Since the advent of what I call the Dialogue Revolution (the trend toward using few or no attributions and replacing with “beats”), I too struggle to create a pleasing flow to the story. Too many sentences of describing action, thought or emotion and the story stalls. Too few and readers get confused. What’s a writer to do?
Writing Tip for Today: A beat is a sentence which either adds to or takes away from the flow of the story. In a scene, dialogue “he saids” are now often replaced by these beats. How can you strike the right balance?
- Turn the Beats Around. Placing beats in the same spot for every line of dialogue–say after the dialogue–will quickly feel too sing-song or create a less-than-satisfying rhythm. Learn to vary the placement. One dialogue line, precede it with a beat. For the next speaker, perhaps place the beat after the spoken line. And if you need to emphasize a line of dialogue and the reader is certain who’s saying it, leave out the beats altogether.

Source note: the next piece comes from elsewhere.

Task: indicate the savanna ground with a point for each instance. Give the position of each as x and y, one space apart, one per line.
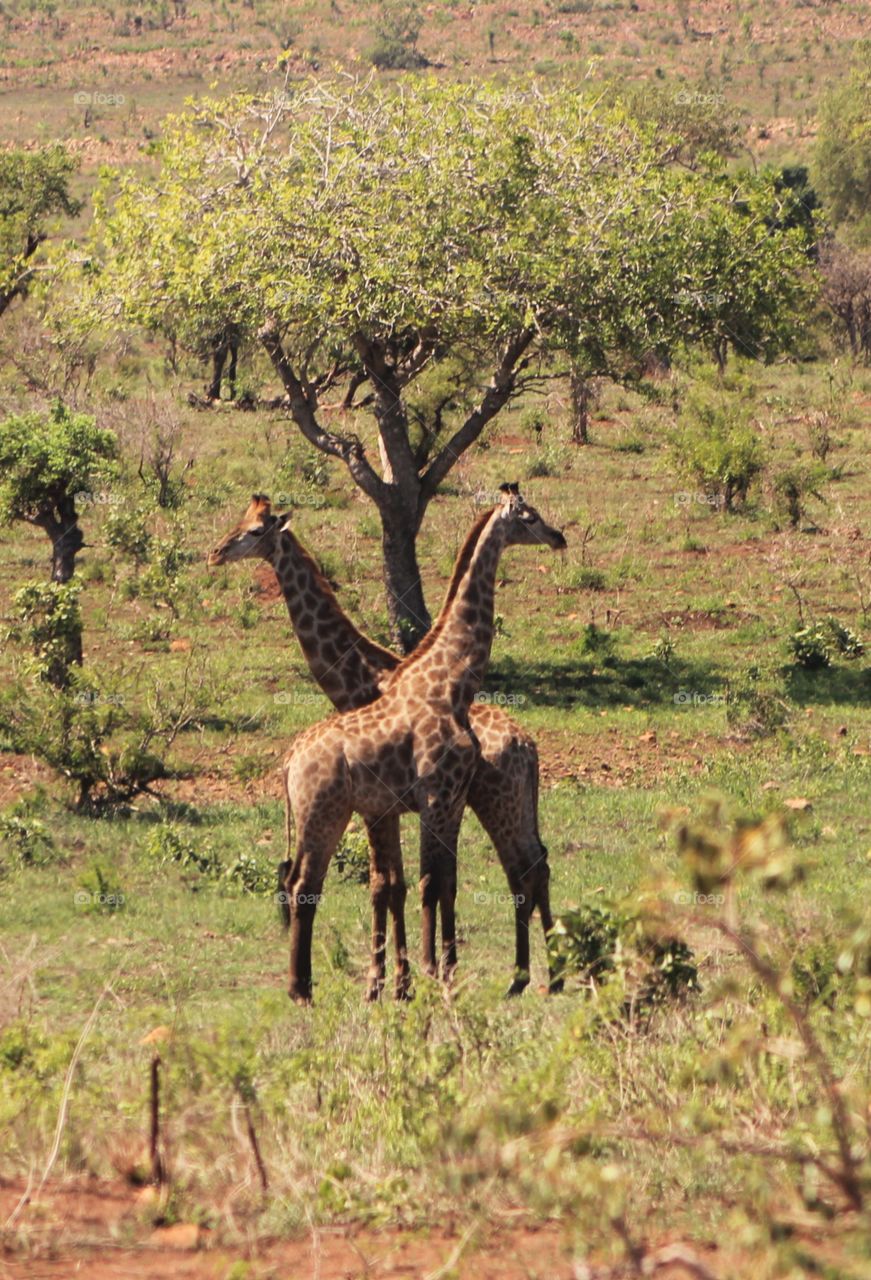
461 1134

EX: John slammed the book on the table. “What a worthless book of tripe!”
“Beauty is in the eye of the beholder, wouldn’t you say?” Sandra bit her lip–no sense calling her co-writer an idiot–and eyed John.
“What do you know about it?”
- Don’t Be Afraid of SAID. Even with the current trend away from attribution, I still think said has a place in fiction or memoir. Using a simple “she said” (NOT she expostulated, observed, opined) alerts the reader to the speaker and is generally invisible to the reader. Keep it simple–you’ll seem amateurish if you bend over backward to come up with an original tag line or attribution. But as far as I know, there’s no law against the occasional “said.”
- Rule of Three. If you have been hanging around this blog long, you know what I mean. After every three lines of dialogue, evaluate. Break up speeches with a beat of action, thought or emotion, or simply switch to a different speaker. After three EXCHANGES between speakers, evaluate. Do you need a sentence or more of narrative to remind readers of where the scene takes place or other visual, audio or other sensory clues? Rule of 3 is only a guideline–don’t use it in a mechanical way. But if you struggle to keep speeches out of your dialogue, this is a great way to learn better scene pacing. Try it!